Jean-Louis Curtis (May 22, 1917 - Nov. 11, 1995), pseudonym of Louis Laffitte, was a French novelist best known for his second novel The Forests of the Night (French: Les Forêts de la nuit), which won France's highest literary award the Prix Goncourt in 1947. He has authored over 30 novels.
Curtis was born in Orthez, Pyrénées-Atlantiques. He was one of the founders of the literary monthly La Table Ronde in 1948. He was elected to the French Academy in 1986.
Martin Seymour-Smith said of Curtis in the early 1980s:
He is one of the best of the 'conventional' novelists now writing in France, but is very uneven: he is not worried about originality of technique, and prefers to concentrate on what he can do well, which is to anatomize bourgeois societies and 'artistic' communities.
Les Forets de la nuit (1947; The Forests of the Night) - "acid portraits of those who played at being members of the Resistance" Winner of the Prix Goncourt 1947.
Gibier de Potence (1949; Lucifer's Dream) -"an acid picture of postwar Paris".
Chers corbeaux (1951) - "targets the Parisian bourgeoisie who had done well out of the Nazi occupation"

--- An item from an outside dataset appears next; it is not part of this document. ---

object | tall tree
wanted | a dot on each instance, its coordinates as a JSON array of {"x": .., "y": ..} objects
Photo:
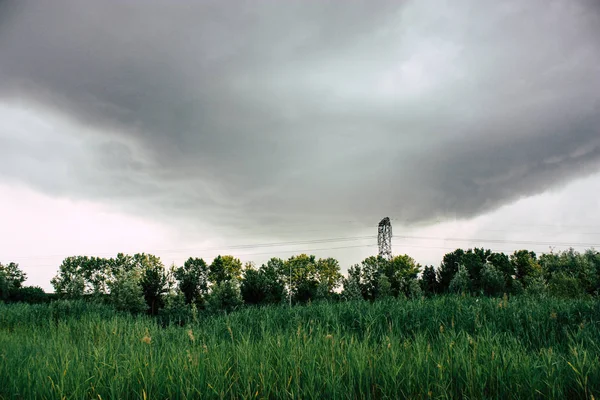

Les Justes Causes (1954; The Side of the Angels) about the liberation of Paris.
La Parade (1960) "a devastating satire on rich old provincial upper-class drones".
Le Jeune couple (1967) "dealt with the splendours and miseries of .. 'consumer society'".
Le Mauvais choix (1984) "attacked Christian bigotry. It is his only historical novel, set in the third century AD."